There is a very famous scene in the movie Casablanca where some German officers in a nightclub in Vichy-controlled Casablanca start to sing “Die Wacht am Rhein” and then the French band and patrons start to perform “La Marseillaise” in response.

While this “dual of the songs” was created for this film, today I came across a story of a similar event which apparently actually happened during the war.

In particular, I was listening to an interview with Peter Gray on the Imperial War Museums web site. Gray was an Australian seaman who became a Japanese prisoner of war in the Dutch East Indies, and then was held in various internment camps around the region.

In 1944 Gray was in a prisoner of war camp in Saigon. In 1944, French Indochina was under the control of the Vichy French government, but the Japanese had been given certain rights to military bases and resources.

river

The Japanese decided to move a group of the prisoners from the camp in Saigon to one in Singapore. To do this they were transported by boat to Phnom Penh, and then by train first to Bangkok, and then down the Malay Peninsula to Singapore.

In Phnom Penh, the prisoners had to march about a mile and a half from the wharf to the train station, and according to Gray, the Japanese guards wanted to make something of a spectacle of this march.

The summary of this interview on the Imperial War Museums site refers to this as a “story of marching past French civilians.” However, Gray talks about “the population.” He says that “the population of course was relatively pro-French” and “the French were more or less on our side, or the people out there were.”

So by “the population,” Gray seems to be referring to Cambodians.

pp

In any case, he says that when they were walking down the road through Phnom Penh people threw cigarettes and fruit into the group of marchers and that the Japanese didn’t like this.

In an effort to demonstrate control over the situation, a Japanese officer gave the order: “All men sing!”

Gray says that the prisoners hesitated for a second, but that then “somebody had the brilliant idea of whistling the Marseillaise.
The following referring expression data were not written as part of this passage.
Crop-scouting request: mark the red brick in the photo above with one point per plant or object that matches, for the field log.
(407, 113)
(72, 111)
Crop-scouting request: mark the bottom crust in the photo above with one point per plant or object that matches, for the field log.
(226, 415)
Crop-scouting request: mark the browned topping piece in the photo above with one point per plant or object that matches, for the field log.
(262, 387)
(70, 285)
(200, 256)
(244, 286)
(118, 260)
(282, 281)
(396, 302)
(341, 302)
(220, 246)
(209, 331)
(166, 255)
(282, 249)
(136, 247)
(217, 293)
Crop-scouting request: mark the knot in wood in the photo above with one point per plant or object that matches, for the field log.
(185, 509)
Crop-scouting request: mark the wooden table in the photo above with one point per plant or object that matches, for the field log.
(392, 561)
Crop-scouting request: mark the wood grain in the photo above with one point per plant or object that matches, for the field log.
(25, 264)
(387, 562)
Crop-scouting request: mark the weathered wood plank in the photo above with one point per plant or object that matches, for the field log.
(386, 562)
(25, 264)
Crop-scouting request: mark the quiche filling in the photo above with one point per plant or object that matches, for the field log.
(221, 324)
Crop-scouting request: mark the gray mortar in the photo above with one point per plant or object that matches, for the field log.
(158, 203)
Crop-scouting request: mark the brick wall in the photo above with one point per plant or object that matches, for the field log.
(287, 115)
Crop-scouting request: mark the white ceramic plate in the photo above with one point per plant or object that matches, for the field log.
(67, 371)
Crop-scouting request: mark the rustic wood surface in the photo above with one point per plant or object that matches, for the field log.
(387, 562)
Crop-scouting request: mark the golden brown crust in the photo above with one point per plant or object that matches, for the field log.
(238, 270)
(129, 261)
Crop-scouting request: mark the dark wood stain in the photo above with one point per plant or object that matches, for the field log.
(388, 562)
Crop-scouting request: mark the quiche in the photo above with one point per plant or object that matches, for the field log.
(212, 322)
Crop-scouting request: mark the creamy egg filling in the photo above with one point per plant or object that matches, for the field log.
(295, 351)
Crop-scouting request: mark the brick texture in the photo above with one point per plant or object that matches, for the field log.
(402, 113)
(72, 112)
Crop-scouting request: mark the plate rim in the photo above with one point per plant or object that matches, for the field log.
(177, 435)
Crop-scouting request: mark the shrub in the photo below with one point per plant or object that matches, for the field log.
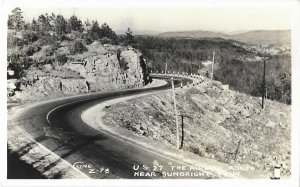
(62, 58)
(78, 47)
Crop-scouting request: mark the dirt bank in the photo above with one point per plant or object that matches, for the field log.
(218, 123)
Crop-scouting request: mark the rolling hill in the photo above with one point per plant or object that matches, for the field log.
(257, 37)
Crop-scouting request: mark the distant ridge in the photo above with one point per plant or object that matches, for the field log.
(256, 37)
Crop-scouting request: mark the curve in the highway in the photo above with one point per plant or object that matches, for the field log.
(63, 132)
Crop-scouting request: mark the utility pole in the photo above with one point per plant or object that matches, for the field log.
(182, 132)
(212, 67)
(182, 129)
(176, 115)
(264, 85)
(166, 68)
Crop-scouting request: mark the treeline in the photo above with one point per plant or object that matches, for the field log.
(48, 33)
(186, 55)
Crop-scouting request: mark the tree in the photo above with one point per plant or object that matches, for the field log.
(16, 20)
(106, 31)
(129, 37)
(60, 25)
(75, 24)
(43, 23)
(94, 32)
(87, 25)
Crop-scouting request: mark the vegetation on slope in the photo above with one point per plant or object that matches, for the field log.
(237, 64)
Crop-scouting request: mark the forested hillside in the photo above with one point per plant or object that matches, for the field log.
(238, 64)
(54, 56)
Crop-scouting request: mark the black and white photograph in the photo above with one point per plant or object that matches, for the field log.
(150, 92)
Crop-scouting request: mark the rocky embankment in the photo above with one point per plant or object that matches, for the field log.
(102, 68)
(219, 123)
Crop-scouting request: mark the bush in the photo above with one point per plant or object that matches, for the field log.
(31, 49)
(78, 47)
(62, 58)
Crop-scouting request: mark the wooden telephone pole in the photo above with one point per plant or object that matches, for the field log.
(182, 129)
(176, 115)
(166, 68)
(212, 66)
(264, 86)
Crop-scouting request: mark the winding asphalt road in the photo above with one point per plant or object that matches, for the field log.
(65, 134)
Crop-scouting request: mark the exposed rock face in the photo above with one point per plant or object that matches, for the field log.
(111, 70)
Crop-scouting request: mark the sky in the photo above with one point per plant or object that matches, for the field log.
(162, 19)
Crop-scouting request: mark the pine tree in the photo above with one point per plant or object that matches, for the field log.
(16, 20)
(129, 37)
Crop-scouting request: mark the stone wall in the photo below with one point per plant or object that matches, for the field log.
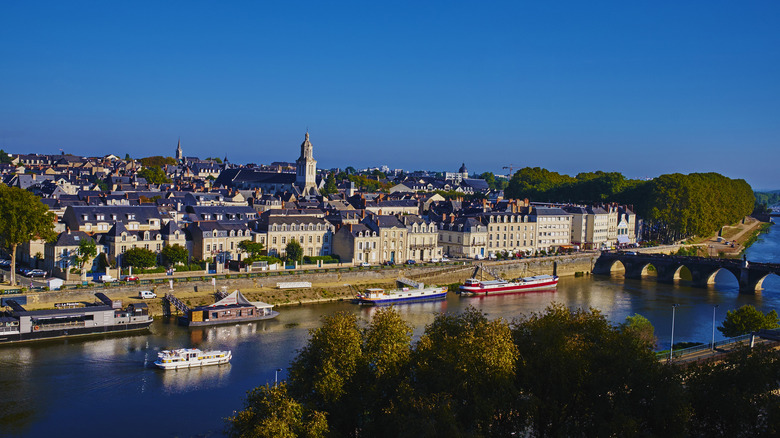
(326, 285)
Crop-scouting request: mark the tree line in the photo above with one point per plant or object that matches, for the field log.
(556, 373)
(674, 206)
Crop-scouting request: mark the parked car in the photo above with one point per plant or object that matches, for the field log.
(144, 294)
(36, 273)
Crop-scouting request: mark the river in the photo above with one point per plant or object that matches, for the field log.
(107, 385)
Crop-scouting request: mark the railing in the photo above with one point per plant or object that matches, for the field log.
(690, 350)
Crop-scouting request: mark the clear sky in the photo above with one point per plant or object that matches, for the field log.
(639, 87)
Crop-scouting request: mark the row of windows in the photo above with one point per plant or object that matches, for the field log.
(310, 227)
(302, 239)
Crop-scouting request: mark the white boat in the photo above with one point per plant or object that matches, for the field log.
(191, 357)
(414, 291)
(474, 286)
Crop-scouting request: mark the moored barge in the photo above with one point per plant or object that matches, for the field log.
(21, 325)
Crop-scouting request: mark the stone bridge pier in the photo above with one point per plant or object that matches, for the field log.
(702, 269)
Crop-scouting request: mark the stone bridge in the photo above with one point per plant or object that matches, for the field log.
(750, 275)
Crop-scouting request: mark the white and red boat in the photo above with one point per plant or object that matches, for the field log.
(474, 286)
And the Marseillaise went up and down the line. Of course everybody knows bits of it, but the population, the moment they heard this Marseillaise being sung, they went mad! They ran up and down the road and shouted and cheered. And then of course the Japs had to try to shut us up.”

In his interview, Gray laughed about this episode and stated that it was a terrible loss of face for the Japanese.

trainstation

So while the singing of La Marseillaise in Casablanca was probably fiction, apparently there actually was a defiant whistling of La Marseillaise by (non-French) Allied prisoners of war that was cheered by Cambodians in Phnom Penh.

Vive la France!

[The interview is here. This story is on reel 17 and starts at around the 2’30” point.]